Cuda Run time library unload

Hi,

I am running into cudaErrorCudartUnloading error in my application. I found that this occurs because I am calling cudaFree from destructors of global static variables, and the destructors may be getting called after the cuda run time library is unloaded.

Is there a robust way to force my application to keep the cuda run time library loaded, until after I call all the necessary cudaFree functions. Can I control/delay the unloading of cuda run time library by any means ? For instance, can I have my class maintain certain variables/handles that will force cuda run time library to stay loaded.

Thanks!

No. It is a bad design practice to put calls to the CUDA runtime API in constructors that may run before main and destructors that may run after main.

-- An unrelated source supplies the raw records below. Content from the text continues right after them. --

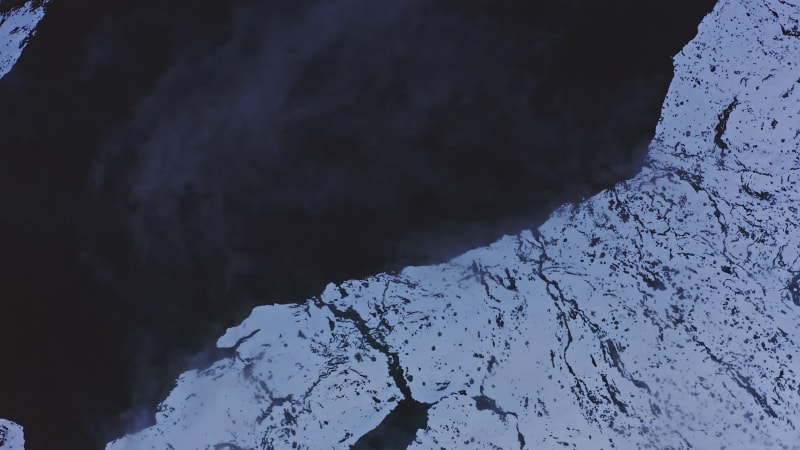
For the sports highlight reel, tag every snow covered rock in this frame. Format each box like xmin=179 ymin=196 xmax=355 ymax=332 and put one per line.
xmin=0 ymin=0 xmax=47 ymax=78
xmin=0 ymin=419 xmax=25 ymax=450
xmin=107 ymin=0 xmax=800 ymax=450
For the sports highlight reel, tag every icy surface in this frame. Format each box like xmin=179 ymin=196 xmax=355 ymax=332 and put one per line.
xmin=0 ymin=1 xmax=46 ymax=78
xmin=0 ymin=419 xmax=25 ymax=450
xmin=107 ymin=0 xmax=800 ymax=450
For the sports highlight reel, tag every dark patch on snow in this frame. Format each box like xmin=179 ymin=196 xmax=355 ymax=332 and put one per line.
xmin=350 ymin=399 xmax=431 ymax=450
xmin=714 ymin=97 xmax=739 ymax=150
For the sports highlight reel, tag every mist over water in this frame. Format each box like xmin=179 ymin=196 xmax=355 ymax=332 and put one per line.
xmin=0 ymin=0 xmax=713 ymax=450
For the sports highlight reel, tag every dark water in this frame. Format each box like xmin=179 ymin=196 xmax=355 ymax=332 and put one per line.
xmin=0 ymin=0 xmax=713 ymax=450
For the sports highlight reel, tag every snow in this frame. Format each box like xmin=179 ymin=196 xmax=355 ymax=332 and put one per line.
xmin=107 ymin=0 xmax=800 ymax=450
xmin=0 ymin=2 xmax=46 ymax=450
xmin=0 ymin=419 xmax=25 ymax=450
xmin=107 ymin=0 xmax=800 ymax=450
xmin=0 ymin=1 xmax=47 ymax=78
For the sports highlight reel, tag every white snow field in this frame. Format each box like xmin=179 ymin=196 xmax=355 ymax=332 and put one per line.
xmin=107 ymin=0 xmax=800 ymax=450
xmin=0 ymin=1 xmax=46 ymax=78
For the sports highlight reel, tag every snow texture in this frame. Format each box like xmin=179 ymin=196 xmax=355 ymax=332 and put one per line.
xmin=0 ymin=419 xmax=25 ymax=450
xmin=107 ymin=0 xmax=800 ymax=450
xmin=0 ymin=1 xmax=47 ymax=78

The run time API I am calling is essentially a cudaFree command. I want to deallocate device memory pointers owned by my static object, in the destructor of the object. And yes, I understand that the destructors of the static variable may be called in any order during application exit.

Is there a way to check in my destructor if the run time module is already unloaded, and if so suppress calls to cudaFree. I guess that if the module is already unloaded and the context is cleared, any memory should be getting implicitly deleted anyway, and I don’t have to use explicit cudaFree calls.

You’re already doing that. The error code returned by the runtime API call is exactly that indication.
In my view, you’re exploring UB as far as CUDA is concerned. I don’t see explicit use of UB as a good design practice. You may think I’m fundamentally wrong or disagree with me. That’s fine; it’s the nature of community. Anyway, the error code you received is the only thing you should expect after CUDA runtime shuts off. Any call into the CUDA runtime at that point would return that error code, even a call that tells you if the CUDA runtime is available or not (there is no such call to my knowledge, but the entire CUDA runtime API is documented: http://docs.nvidia.com/cuda/cuda-runtime-api/index.html#axzz4nzXQGo3P )

Hi @Robert_Crovella, could you please elaborate why it is a bad design practice to put calls to the CUDA runtime API in constructors that may run before main and destructors that may run after main?

If I put cudaDeviceReset() in constructor of a global object, it seems ok for the process to correctly finish, and no errors.

Here is a general write up. Before deciding that everything is OK with your code, make sure you are doing proper CUDA error checking, including on the calls in the constructor/destructors. The easiest to demonstrate hazard that I have seen is when CUDA calls are in destructors of global objects.